What follows is a wish list for server vendors compiled from discussions with network professionals:
1. Standard architectures.
Companies are looking for the easiest, most cost-effective way to deploy servers without having to worry about training staff or integrating with existing systems. That means standard boxes.
"I am asking my vendors for a 'commodity' server. I don't want any special differentiating functionality other than reliability and cost - performance is a given," says Ulrich Seif, senior vice president and CIO at National Semiconductor in Santa Clara. "We evaluate our vendor offerings against our requirements and then select the best solution that can be deployed worldwide as a standard."
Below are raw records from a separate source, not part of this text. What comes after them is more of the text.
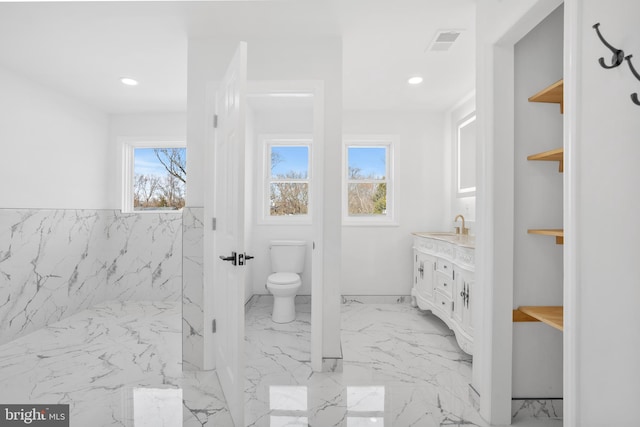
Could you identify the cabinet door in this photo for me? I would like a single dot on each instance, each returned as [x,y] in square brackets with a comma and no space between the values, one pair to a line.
[463,298]
[467,318]
[424,265]
[458,297]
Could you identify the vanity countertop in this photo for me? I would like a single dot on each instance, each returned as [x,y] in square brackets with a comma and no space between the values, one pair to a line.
[463,241]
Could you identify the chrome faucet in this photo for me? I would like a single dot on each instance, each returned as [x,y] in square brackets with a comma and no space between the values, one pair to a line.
[464,230]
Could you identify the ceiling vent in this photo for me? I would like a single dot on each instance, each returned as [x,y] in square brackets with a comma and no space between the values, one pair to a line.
[443,40]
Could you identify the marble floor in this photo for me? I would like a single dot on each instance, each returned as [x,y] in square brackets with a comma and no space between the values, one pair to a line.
[118,364]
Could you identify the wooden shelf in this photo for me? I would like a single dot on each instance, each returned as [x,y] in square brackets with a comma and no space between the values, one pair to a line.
[556,155]
[551,315]
[558,233]
[553,94]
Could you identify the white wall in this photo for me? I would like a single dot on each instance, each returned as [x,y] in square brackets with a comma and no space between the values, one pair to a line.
[538,261]
[279,59]
[53,148]
[603,175]
[458,205]
[377,260]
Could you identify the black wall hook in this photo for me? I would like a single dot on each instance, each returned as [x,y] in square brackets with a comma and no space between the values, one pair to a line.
[618,54]
[634,96]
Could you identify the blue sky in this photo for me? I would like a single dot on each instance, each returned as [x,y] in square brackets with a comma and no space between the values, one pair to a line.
[294,158]
[146,162]
[371,160]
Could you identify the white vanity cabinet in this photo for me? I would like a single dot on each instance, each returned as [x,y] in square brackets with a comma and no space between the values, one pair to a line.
[443,278]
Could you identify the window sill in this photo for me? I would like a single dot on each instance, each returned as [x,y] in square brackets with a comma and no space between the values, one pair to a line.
[284,221]
[145,212]
[372,223]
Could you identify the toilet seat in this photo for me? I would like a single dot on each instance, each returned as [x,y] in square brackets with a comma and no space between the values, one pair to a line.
[280,279]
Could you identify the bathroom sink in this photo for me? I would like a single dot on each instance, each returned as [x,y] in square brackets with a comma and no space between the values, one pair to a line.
[448,236]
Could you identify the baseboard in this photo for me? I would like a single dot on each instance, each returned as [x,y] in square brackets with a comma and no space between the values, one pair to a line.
[376,299]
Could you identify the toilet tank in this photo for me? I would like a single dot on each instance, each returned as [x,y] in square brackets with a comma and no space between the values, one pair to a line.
[287,256]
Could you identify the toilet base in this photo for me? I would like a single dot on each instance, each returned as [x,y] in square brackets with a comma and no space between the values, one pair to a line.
[284,309]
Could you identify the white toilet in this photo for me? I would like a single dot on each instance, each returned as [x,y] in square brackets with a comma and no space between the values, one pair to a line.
[287,263]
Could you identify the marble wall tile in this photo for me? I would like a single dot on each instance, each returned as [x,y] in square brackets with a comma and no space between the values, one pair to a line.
[54,263]
[144,255]
[50,267]
[192,288]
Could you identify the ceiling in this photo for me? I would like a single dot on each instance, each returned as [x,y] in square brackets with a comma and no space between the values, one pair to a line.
[83,48]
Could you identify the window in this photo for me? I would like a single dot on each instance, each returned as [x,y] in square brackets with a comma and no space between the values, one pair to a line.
[288,178]
[154,176]
[368,189]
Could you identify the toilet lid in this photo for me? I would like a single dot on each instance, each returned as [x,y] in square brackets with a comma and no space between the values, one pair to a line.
[283,278]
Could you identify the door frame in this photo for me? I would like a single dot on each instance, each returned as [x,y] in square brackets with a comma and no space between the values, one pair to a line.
[492,370]
[315,87]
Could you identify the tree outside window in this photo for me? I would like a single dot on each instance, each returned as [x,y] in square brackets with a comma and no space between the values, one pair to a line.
[288,180]
[367,181]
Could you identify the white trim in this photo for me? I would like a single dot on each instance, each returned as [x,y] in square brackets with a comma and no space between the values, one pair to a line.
[571,177]
[127,147]
[390,142]
[266,141]
[494,243]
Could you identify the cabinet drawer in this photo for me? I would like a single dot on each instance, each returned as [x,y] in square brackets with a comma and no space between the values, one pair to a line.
[444,284]
[444,266]
[443,303]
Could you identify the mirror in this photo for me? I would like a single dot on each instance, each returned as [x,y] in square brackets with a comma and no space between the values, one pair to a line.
[466,156]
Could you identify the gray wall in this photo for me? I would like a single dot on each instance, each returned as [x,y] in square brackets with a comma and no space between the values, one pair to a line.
[538,261]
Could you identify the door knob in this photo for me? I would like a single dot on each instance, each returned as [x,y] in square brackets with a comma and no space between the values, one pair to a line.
[233,258]
[243,258]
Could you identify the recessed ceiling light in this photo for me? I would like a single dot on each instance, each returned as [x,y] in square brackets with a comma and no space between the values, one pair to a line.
[128,81]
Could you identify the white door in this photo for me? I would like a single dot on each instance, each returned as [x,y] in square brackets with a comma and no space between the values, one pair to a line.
[228,208]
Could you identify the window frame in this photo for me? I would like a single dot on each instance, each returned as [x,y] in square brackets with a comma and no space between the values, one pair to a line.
[128,168]
[389,142]
[266,143]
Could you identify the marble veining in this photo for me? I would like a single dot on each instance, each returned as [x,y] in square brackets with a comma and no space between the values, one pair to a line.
[116,364]
[119,364]
[192,288]
[402,367]
[54,263]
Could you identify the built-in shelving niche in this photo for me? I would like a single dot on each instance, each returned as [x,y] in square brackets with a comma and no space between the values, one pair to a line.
[550,315]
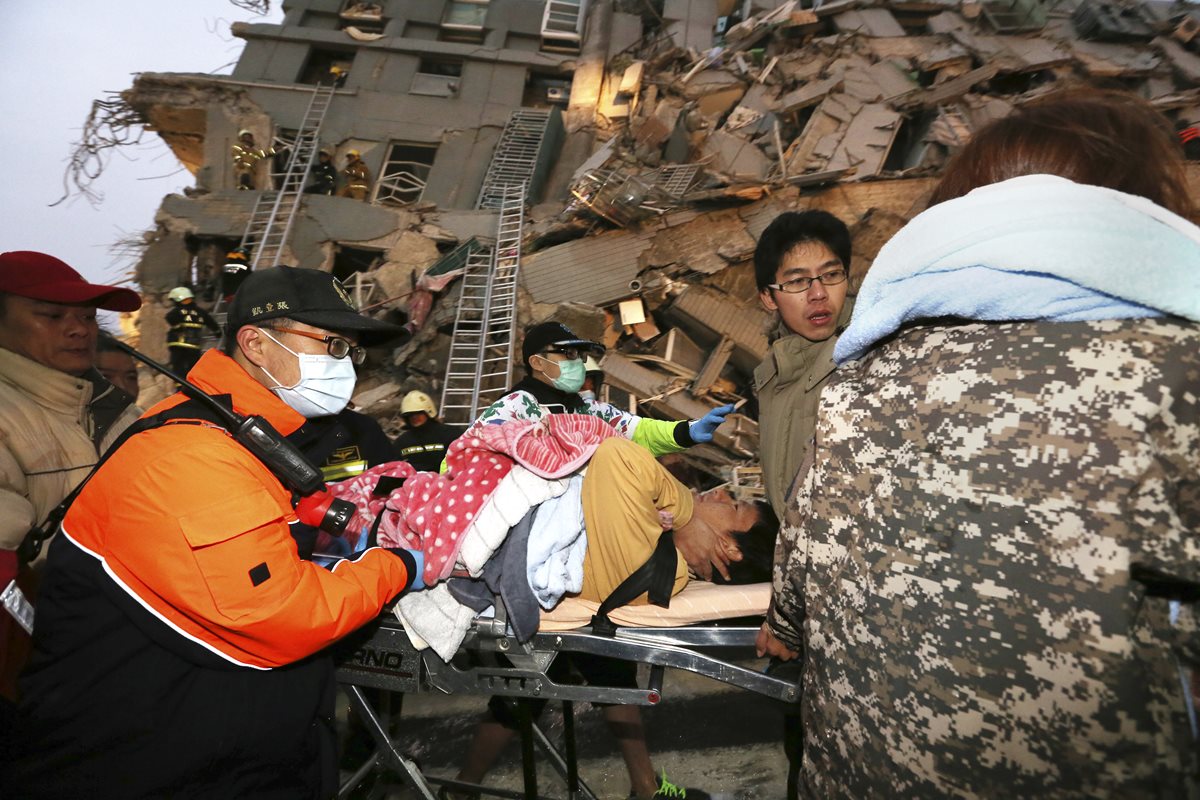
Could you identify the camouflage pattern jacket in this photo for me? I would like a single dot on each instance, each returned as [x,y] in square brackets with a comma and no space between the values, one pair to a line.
[994,564]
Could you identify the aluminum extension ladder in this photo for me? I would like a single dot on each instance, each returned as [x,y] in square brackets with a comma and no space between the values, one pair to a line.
[480,366]
[516,155]
[270,222]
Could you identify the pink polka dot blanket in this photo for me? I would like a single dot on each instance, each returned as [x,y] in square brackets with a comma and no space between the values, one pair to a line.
[496,474]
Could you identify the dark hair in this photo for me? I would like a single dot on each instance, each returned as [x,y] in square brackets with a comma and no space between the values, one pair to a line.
[793,228]
[757,546]
[1089,136]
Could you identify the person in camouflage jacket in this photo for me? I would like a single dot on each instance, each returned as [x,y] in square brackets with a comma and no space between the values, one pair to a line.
[991,566]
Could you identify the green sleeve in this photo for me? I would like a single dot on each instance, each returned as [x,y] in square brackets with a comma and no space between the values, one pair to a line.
[657,435]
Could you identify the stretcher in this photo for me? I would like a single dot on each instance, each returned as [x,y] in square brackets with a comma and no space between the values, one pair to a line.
[689,635]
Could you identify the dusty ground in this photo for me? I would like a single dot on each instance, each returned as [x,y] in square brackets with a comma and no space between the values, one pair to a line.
[705,734]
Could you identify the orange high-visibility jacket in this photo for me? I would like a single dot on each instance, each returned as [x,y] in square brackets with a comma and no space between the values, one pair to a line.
[197,530]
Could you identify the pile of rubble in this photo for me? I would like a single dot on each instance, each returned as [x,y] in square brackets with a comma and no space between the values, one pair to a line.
[851,107]
[713,118]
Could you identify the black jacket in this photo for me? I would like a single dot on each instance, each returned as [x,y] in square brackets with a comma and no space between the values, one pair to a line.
[424,447]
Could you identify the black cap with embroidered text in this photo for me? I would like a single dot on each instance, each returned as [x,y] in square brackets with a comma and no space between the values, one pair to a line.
[544,335]
[311,296]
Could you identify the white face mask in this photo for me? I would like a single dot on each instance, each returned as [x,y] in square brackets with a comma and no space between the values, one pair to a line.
[324,388]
2. Distributed computing capabilities.
Users are tired of provisioning too much hardware and getting less than optimal use from their infrastructure. They want to be able to share resources on the fly, manage groups of servers and run applications with the best performance possible.
"Servers should become more bladed in nature, and those blades should be able to be combined into a single system," says an enterprise systems architect at a large financial organization who asked not to be named. "Say they are dual-processor blades: I could have a two-, four-, eight-, 16-, 32-, 128-processor system with the operating system actually virtualized across those blades."
To do that, servers will have to support technologies such as InfiniBand, a high-speed I/O switching fabric, he says.
"The data center itself would be nothing more than a grid of compute, storage and network resources," he says.
3. Virtualization.
More businesses are looking at virtualization as a way to consolidate servers, but some complain that Intel-based operating systems aren't mature enough when it comes to handling virtualized resources. W.L. Gore & Associates in Newark, Del., for example, is looking at VMWare as a way to virtualize its Intel-based machines.
"We always want to get more for what we paid for in a box," says Richard Sun, network systems engineer at W.L. Gore. "If the VMWare stuff works, it will address these [Intel] issues."
Virtualization will help network managers make more efficient use of their data centers, users say.
"The ability to allocate resources on one big box is appealing because it simplifies many issues of server availability, electrical and wiring management, as well as possibly streamlining test and staging environments," OneUnited Bank's Barry says.